Ganz nah dran

Wow, so nah dran war ich noch nie an meinem Traum-Flugzeug! Genau genommen war ich nicht nur dran, sondern sogar drin im Flagschiff der King Air-Reihe, einer nagelneuen 350i.
Auf Einladung von Andreas und Hans Obermaier von Beechcraft Augsburg hatte ich einen Tag lang die Möglichkeit, mir die Werft anzuschauen und Gespräche mit den Mitarbeitern und Piloten zu führen.

Schwanzflosse King Air 350i

Impression aus der Werft

Der Chef selbst hat sich dann die Zeit genommen, mit mir auszuprobieren, wie ich in das Flugzeug reinkomme und ob ich an alle Bedienelemente uneingeschränkt herankomme. Ich bin ja meist ein recht großer Optimist, besonders wenn es um die Fliegerei geht, aber dass es so gut geklappt hat, war selbst für mich überraschend: Ich bin mühelos die Einstiegstreppe heraufgegangen, wobei mir die stabilen Handläufe eine große Hilfe waren.
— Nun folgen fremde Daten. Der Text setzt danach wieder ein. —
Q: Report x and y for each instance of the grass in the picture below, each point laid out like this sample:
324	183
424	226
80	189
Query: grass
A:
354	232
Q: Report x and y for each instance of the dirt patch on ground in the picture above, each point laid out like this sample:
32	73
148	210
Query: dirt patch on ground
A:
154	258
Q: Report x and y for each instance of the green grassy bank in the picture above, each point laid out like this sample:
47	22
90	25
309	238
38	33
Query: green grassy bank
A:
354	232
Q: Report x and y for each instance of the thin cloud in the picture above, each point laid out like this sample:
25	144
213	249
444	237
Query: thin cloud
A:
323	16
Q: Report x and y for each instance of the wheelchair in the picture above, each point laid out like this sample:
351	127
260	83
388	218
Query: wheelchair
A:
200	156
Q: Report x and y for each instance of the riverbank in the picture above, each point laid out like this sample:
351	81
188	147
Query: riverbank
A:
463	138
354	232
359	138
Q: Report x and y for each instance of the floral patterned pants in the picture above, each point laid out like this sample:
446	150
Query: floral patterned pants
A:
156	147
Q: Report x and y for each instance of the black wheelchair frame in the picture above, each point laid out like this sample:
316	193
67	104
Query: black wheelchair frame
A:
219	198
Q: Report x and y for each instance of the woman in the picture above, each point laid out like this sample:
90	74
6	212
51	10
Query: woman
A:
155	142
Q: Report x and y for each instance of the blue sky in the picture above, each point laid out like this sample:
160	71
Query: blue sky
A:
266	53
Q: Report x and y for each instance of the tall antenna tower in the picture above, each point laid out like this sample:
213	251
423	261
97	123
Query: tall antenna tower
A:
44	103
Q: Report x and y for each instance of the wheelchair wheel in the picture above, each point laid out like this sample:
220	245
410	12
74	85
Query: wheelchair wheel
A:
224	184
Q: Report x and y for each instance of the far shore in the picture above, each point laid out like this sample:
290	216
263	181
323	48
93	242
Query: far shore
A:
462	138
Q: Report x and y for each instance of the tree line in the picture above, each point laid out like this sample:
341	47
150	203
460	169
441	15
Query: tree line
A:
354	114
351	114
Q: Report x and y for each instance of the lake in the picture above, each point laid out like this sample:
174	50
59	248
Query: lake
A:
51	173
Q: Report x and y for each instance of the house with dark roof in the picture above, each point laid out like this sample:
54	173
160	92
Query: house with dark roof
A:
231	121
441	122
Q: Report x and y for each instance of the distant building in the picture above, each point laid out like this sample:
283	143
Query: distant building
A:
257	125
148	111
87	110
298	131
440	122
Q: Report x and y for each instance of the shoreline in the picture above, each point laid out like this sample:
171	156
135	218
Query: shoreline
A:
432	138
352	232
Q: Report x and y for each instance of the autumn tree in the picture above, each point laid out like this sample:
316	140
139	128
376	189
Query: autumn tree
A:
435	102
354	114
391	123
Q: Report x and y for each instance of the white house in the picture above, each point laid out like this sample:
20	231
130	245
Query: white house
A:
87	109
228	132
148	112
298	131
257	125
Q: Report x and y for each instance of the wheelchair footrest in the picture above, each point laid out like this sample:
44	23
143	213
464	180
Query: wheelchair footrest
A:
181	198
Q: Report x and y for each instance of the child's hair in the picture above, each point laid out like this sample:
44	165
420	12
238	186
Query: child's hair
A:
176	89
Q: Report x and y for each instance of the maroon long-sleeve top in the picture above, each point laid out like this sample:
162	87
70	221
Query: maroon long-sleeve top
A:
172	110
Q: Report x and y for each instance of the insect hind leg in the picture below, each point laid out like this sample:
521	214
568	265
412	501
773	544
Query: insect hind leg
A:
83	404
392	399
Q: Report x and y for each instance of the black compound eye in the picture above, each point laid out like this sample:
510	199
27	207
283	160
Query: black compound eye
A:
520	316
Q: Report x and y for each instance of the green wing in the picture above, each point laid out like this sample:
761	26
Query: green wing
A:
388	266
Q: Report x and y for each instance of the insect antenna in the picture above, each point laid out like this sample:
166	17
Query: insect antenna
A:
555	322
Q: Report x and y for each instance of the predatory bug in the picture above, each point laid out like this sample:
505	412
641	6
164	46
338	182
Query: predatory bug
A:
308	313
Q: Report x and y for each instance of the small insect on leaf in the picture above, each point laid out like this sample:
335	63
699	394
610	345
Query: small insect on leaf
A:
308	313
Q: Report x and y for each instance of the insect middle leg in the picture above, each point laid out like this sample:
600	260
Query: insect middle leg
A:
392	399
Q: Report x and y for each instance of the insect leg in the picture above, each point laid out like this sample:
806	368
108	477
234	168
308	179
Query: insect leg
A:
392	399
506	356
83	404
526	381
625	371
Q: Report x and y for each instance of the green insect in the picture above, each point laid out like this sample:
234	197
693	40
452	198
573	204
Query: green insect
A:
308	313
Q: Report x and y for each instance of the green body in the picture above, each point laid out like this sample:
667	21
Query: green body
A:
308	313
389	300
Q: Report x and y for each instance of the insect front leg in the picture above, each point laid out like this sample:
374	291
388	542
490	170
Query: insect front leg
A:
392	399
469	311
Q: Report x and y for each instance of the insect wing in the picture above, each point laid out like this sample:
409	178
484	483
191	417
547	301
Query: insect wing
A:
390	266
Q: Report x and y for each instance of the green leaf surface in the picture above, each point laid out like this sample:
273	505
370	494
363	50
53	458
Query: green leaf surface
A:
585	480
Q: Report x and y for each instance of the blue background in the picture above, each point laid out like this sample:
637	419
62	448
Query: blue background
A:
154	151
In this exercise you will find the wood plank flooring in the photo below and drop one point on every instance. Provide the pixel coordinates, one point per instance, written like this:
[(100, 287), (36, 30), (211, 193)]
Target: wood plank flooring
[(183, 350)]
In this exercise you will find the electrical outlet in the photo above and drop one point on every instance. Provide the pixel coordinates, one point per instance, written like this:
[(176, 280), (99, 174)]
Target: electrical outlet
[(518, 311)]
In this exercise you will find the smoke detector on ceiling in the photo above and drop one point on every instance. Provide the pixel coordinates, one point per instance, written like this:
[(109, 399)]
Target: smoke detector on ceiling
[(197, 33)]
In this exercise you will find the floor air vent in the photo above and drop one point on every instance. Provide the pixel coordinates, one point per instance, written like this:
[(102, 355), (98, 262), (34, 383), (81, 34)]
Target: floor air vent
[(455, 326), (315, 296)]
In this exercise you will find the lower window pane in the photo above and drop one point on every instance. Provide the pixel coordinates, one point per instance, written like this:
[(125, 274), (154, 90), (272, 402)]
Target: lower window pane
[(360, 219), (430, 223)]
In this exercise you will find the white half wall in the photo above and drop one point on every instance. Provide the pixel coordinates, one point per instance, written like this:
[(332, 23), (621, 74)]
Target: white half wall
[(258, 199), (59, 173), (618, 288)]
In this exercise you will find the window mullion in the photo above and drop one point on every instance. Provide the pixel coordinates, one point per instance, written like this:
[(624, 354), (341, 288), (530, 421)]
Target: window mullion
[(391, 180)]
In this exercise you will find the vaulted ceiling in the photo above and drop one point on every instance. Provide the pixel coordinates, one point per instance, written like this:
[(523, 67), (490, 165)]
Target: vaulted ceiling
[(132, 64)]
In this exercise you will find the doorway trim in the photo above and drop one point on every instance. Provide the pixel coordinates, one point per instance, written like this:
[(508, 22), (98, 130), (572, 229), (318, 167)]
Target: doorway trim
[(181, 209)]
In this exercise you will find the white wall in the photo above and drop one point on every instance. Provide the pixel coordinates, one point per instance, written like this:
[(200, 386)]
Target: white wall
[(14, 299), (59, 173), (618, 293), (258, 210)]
Einstiegstreppe King Air 350i

Stairway to heaven 🙂

Im Flieger fällt einem erstmal nur ein Wort ein: Edel! Ein Flugzeug dieser Klasse ist natürlich vom Feinsten ausgestattet, edle Materialien wohin das Auge blickt. Das „i“ in der Typbezeichnung steht für die zusätzliche Ausstattung der King Air 350 mit Entertainment-Modulen (In-Flight-Information, iPod-Integration etc.).

Besonders gefreut habe ich mich darüber, dass ich tatsächlich mühelos in das Cockpit einsteigen konnte. Piloten- und Copiloten-Sitz waren problemlos für mich zu erreichen, alle Bedienelemente ohne Einschränkung zu bedienen. Selbst die Pedale inklusive der Fußspitzenbremsen habe ich sicher betätigt – ein großer Erfolg für meine Pläne! Jetzt weiß ich, dass es für mich möglich ist, dieses Flugzeug zu fliegen und dass ich die geforderten Auflagen (u.a. Selbstevakuierung innerhalb von 90 Sekunden) definitv erfüllen kann.